Every planar graph has a vertex of degree at most 5.

Question

I am trying to prove the following statement, any help!?

Prove that every planar graph has a vertex of degree at most 5.

Answer 1

Prove it by contradiction. Suppose that there exists a planar graph with all vertices having degree at least $6$. Then by the handshake lemma, $E = 3V$. If $G$ is planar, then $E \leq 3V - 6$, a contradiction.

Answer 2

Assume that every vertex of a planar graph $G$ has degree $6$ or more.
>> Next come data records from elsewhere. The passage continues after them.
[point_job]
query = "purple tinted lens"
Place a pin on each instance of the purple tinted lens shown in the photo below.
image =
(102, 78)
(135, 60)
Thus by The First Theorem of Graph Theory we have $2m\geq 6n$ where $n$ and $m$ denote the order and size of $G$. Since $G$ is planar we know that $m\leq3n-6$ and we have $3n\leq m$. Thus $3n\leq 3n-6$ which implies that $0\leq -6$ which is a contradiction. Thus every planar graph has a vertex of degree at most $5$.

Answer 3

For the sake of contradiction, suppose that $\exists$ a connected, planar graph, $G = (V, E)$, such that for all $v \in V(G)$, $deg_G(v) > 5$. We know that $$\displaystyle\sum_{v \in V(G)} deg_G(v) = 2|E| \leq 6|V| - 12 $$ must hold because $\displaystyle\sum_{v \in V(G)} deg_G(v) = 2|E|$ and $|E| \leq 3|V| - 6$ (if you have not see these formulas before, I would suggest trying to prove them on your own or at least understanding their respective proofs). Also, because we've assume that for all $v \in V(G), deg_G(v) \geq 6$, we have $$2|E| = \displaystyle\sum_{v \in V(G)} deg_G(v) \geq 6 \cdot |V| > 6 \cdot |V| - 12$$. Notice that we have $$2|E| > 6|V| - 12$$, which is a direct violation of the rule $|E| \leq 3|V| - 6$. Hence, a contradiction.